3.2. Im Schrifttum stimmen Eypeltauer (Abfertigung Alt: Diensterfindungsvergütung und AG-Pensionskassenbeiträge, ecolex 2012, 418) und Thiele (Vergütungsanspruch bei Diensterfindungen: Rechnungslegung?, RdW 2012/369 [351]) dieser Entscheidung zu. Nach Eypeltauer trifft die Begründung des Obersten Gerichtshofs ebenso auf nicht angestellte Diensterfinder zu, die regelmäßig eine Diensterfindungsvergütung erhalten.
3.3. Auch in der Lehre (Holzer in Marhold/Burgstaller/Preyer, AngG § 23 Rz 33; Wachter in Reissner,AngG² § 23 Rz 47)überzeugt diese Entscheidung.
4. Die Frage, ob auch regelmäßige Diensterfindungsvergütungen, die ein nicht zur Erfindertätigkeit im Unternehmen des Dienstgebers angestellter und damit auch vorwiegend beschäftigter Dienstnehmer im Sinn des § 7 Abs 3 lit b, c iVm § 8 Abs 1 PatG bezog, hat der Oberste Gerichtshof noch nicht beantwortet.
Die Grundsätze der Entscheidung 9 ObA 96/11z sind auch auf den vorliegenden Fall übertragbar. In beiden Konstellationen (angestellter und nicht angestellter Diensterfinder) erhält der Dienstnehmer vom Dienstgeber für eine Diensterfindung eine patentrechtliche Vergütung. Diese Vergütung bekam auch hier die nicht zur Erfindertätigkeit im Unternehmen angestellte Klägerin iSd weiten Entgeltbegriffs letztlich dafür, dass sie der Beklagten ihre Arbeitsleistung zur Verfügung stellte. Dass die Diensterfindungsvergütung ihre Grundlage im Patentgesetz hat, vermag daran nichts zu ändern. Bereits in der Entscheidung 8 ObS 16/94 wurde zum IESG die Rechtsauffassung vertreten, dass auch die für eine Diensterfindung iSd § 7 Abs 3 lit b PatG gebührende Vergütung unmittelbar dem Dienstverhältnis zuzuordnen und somit auch im Rahmen desselben zu entlohnen ist.

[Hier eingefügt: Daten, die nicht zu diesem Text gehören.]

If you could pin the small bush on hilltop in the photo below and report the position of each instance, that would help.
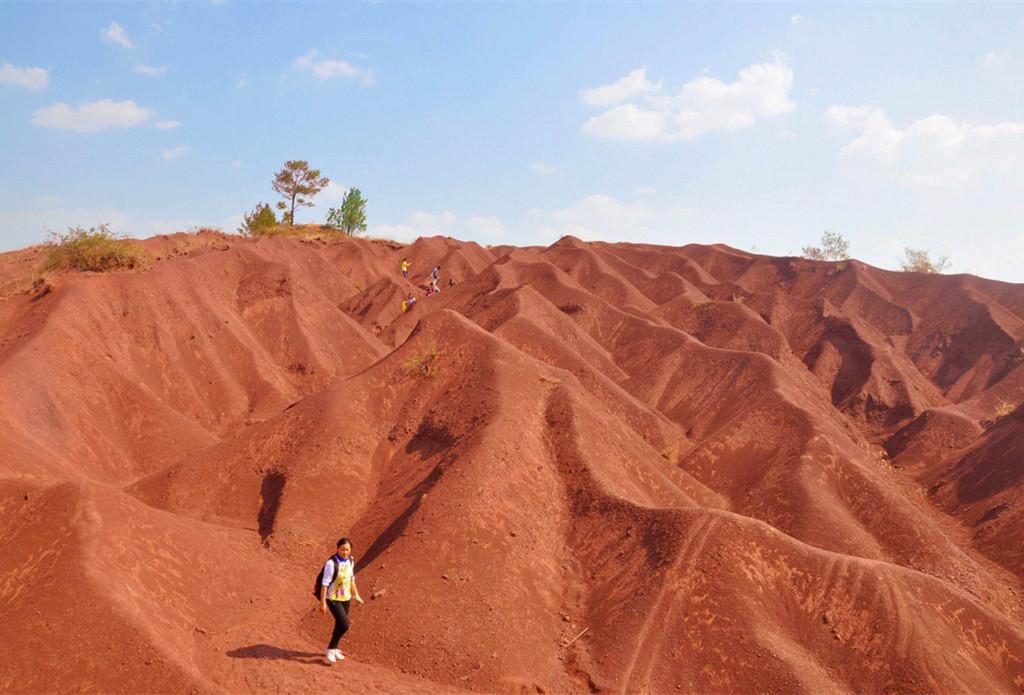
(351, 216)
(1003, 408)
(834, 248)
(920, 261)
(297, 183)
(95, 249)
(260, 219)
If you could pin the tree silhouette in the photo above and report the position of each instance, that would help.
(297, 183)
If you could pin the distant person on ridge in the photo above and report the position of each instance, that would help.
(435, 275)
(337, 589)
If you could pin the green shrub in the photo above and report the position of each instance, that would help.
(834, 248)
(95, 249)
(921, 261)
(257, 221)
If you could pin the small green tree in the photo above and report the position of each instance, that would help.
(95, 249)
(350, 218)
(834, 248)
(258, 220)
(921, 261)
(297, 183)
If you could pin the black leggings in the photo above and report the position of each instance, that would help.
(339, 609)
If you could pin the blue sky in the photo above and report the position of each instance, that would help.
(755, 125)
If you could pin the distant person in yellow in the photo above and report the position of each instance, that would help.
(337, 589)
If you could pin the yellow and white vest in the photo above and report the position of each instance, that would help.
(340, 588)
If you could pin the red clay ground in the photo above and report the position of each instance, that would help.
(586, 468)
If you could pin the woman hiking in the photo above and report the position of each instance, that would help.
(337, 589)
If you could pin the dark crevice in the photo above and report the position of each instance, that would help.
(269, 496)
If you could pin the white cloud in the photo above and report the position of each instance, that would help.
(151, 71)
(484, 229)
(994, 59)
(631, 85)
(602, 217)
(174, 153)
(627, 122)
(702, 105)
(327, 69)
(933, 151)
(92, 117)
(333, 192)
(33, 78)
(117, 34)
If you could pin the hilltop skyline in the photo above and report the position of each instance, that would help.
(757, 126)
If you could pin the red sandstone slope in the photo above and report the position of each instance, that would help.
(684, 451)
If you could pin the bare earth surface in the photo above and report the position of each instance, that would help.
(592, 467)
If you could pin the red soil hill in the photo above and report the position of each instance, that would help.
(587, 468)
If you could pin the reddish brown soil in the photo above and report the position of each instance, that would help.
(587, 468)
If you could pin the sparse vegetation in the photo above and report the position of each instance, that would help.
(350, 218)
(834, 248)
(921, 261)
(423, 364)
(95, 249)
(1003, 408)
(255, 222)
(297, 183)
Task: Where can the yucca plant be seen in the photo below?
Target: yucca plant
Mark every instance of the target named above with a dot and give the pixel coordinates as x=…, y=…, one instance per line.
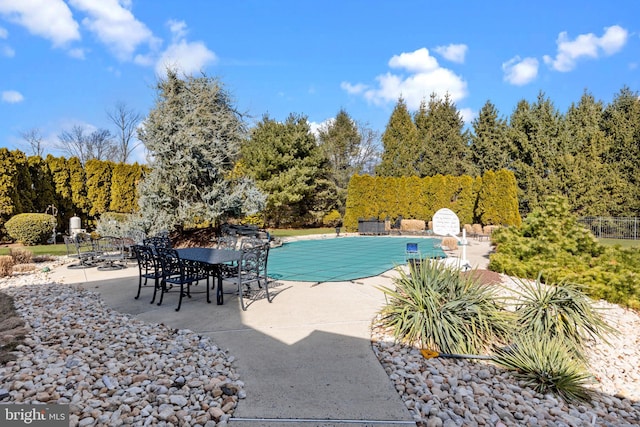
x=559, y=310
x=437, y=308
x=547, y=366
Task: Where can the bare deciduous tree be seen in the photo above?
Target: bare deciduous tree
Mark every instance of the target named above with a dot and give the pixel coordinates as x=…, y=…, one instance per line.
x=85, y=146
x=34, y=138
x=126, y=121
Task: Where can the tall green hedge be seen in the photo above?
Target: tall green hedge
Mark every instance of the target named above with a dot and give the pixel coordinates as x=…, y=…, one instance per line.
x=490, y=199
x=31, y=184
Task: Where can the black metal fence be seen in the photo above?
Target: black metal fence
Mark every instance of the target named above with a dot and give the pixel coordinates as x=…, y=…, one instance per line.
x=608, y=227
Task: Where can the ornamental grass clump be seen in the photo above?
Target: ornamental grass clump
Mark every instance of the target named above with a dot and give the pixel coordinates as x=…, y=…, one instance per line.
x=435, y=307
x=559, y=310
x=546, y=365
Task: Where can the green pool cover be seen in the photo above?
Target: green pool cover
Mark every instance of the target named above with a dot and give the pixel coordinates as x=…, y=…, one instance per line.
x=344, y=258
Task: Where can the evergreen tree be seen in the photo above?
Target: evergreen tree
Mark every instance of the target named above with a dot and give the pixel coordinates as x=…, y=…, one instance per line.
x=98, y=185
x=288, y=165
x=621, y=124
x=340, y=143
x=193, y=135
x=586, y=177
x=400, y=144
x=444, y=147
x=489, y=140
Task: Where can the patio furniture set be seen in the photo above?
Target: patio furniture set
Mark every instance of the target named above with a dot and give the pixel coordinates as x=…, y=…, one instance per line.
x=240, y=260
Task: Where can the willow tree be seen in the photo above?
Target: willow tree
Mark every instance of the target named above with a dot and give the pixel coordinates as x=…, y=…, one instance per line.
x=193, y=135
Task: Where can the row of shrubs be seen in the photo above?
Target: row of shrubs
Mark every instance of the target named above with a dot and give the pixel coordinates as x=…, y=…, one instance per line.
x=552, y=244
x=31, y=228
x=490, y=199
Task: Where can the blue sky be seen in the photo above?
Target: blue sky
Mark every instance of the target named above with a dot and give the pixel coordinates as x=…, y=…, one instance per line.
x=67, y=62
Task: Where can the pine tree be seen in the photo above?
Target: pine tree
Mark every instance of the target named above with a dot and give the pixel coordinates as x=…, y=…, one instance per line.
x=400, y=144
x=538, y=142
x=621, y=124
x=443, y=142
x=193, y=135
x=489, y=141
x=62, y=188
x=288, y=165
x=340, y=143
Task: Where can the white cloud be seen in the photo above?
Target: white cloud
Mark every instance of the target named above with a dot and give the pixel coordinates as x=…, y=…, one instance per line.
x=468, y=115
x=416, y=61
x=425, y=77
x=353, y=89
x=453, y=52
x=586, y=46
x=7, y=51
x=519, y=72
x=50, y=19
x=187, y=57
x=12, y=97
x=115, y=26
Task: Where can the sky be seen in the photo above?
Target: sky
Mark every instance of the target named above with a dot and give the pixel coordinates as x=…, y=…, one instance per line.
x=69, y=62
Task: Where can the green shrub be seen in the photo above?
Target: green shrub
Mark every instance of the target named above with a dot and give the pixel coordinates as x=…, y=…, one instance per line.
x=21, y=256
x=561, y=311
x=553, y=246
x=436, y=307
x=6, y=265
x=332, y=219
x=31, y=228
x=546, y=365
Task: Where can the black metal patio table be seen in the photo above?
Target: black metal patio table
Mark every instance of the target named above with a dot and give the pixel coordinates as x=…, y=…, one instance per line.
x=211, y=259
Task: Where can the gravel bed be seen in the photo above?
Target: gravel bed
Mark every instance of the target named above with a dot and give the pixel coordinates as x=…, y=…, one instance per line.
x=458, y=392
x=111, y=368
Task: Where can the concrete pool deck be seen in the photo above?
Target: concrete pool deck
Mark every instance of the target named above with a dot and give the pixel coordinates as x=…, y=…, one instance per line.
x=305, y=359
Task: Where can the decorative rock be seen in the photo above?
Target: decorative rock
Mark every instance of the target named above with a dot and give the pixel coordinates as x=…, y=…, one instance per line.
x=56, y=363
x=178, y=400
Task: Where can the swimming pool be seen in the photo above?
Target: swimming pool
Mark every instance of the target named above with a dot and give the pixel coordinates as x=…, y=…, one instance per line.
x=344, y=258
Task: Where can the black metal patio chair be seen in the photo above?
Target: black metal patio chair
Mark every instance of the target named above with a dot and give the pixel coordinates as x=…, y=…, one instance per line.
x=148, y=268
x=177, y=271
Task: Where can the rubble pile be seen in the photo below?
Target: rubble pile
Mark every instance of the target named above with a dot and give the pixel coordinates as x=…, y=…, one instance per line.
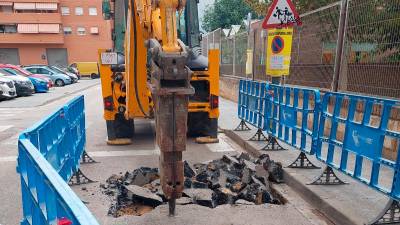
x=239, y=179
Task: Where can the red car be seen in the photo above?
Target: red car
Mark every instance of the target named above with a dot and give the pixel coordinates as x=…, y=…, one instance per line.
x=26, y=73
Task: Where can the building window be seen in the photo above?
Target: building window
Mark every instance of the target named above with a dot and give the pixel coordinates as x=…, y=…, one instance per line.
x=79, y=11
x=67, y=30
x=92, y=11
x=81, y=31
x=94, y=30
x=6, y=8
x=8, y=28
x=65, y=11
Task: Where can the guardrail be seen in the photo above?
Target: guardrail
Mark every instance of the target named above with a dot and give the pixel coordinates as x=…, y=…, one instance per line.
x=297, y=117
x=49, y=155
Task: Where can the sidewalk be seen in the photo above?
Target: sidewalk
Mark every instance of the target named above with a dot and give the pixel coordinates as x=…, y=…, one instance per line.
x=354, y=203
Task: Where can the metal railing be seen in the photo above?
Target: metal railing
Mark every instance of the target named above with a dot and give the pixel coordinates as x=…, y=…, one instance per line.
x=49, y=154
x=370, y=60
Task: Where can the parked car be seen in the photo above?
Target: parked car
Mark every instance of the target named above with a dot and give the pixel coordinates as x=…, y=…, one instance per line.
x=40, y=85
x=70, y=69
x=59, y=79
x=87, y=69
x=23, y=85
x=7, y=89
x=23, y=72
x=71, y=75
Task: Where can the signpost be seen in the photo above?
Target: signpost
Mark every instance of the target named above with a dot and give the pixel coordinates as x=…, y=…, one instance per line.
x=279, y=22
x=279, y=48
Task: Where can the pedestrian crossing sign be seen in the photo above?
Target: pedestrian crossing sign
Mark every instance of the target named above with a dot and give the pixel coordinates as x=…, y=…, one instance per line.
x=279, y=50
x=282, y=13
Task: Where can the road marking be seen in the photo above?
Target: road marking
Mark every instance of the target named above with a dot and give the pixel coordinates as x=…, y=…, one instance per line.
x=8, y=159
x=124, y=153
x=224, y=145
x=4, y=128
x=102, y=154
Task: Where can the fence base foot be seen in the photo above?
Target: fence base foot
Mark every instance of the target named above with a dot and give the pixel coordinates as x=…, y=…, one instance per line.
x=86, y=159
x=389, y=215
x=273, y=145
x=302, y=162
x=79, y=178
x=242, y=126
x=328, y=177
x=259, y=136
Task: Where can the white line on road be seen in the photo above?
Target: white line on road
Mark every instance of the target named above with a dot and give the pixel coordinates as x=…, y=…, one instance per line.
x=124, y=153
x=102, y=154
x=4, y=128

Die Klägerin hat die Diensterfindungs-vergütungen nicht in Form einer einmaligen Abgeltung, sondern über viele Jahre und daher auch „regelmäßig“ bezogen. Dass sie diese Vergütungen nur für zwei Diensterfindungen, an denen sie beteiligt war, erhalten hat, ändert an der Regelmäßigkeit dieses Entgelts nichts.
5. Zusammengefasst sind auch regelmäßige Diensterfindungsvergütungen, die ein nicht zur Erfindertätigkeit im Unternehmen des Dienstgebers angestellter und damit auch vorwiegend beschäftigter Dienstnehmer iSd § 7 Abs 3 lit b, c iVm § 8 Abs 1 PatG bezog, in die Bemessungsgrundlage der nach § 23 Abs 1 AngG gebührenden Abfertigung einzubeziehen.
6. Dass der Klägerin von der Beklagten jährlich regelmäßig Diensterfindungsvergütungen gewährt wurden, ist nicht strittig; ebensowenig die Höhe der geltend gemachten Abfertigungsdifferenz.
Der Revision der Klägerin ist danach Folge zu geben und dem Klagebegehren in Abänderung der klagsabweisenden Entscheidungen der Vorinstanzen stattzugeben.
Nach der Rechtsprechung (RIS‑Justiz RS0124588) kann die Entscheidung über die Verfahrenskosten in sinngemäßer Anwendung des § 510 Abs 1 letzter Satz ZPO an das Berufungsgericht übertragen werden (hier mehrere Klagseinschränkungen und umfangreiche Einwendungen gemäß § 54 Abs 1a ZPO).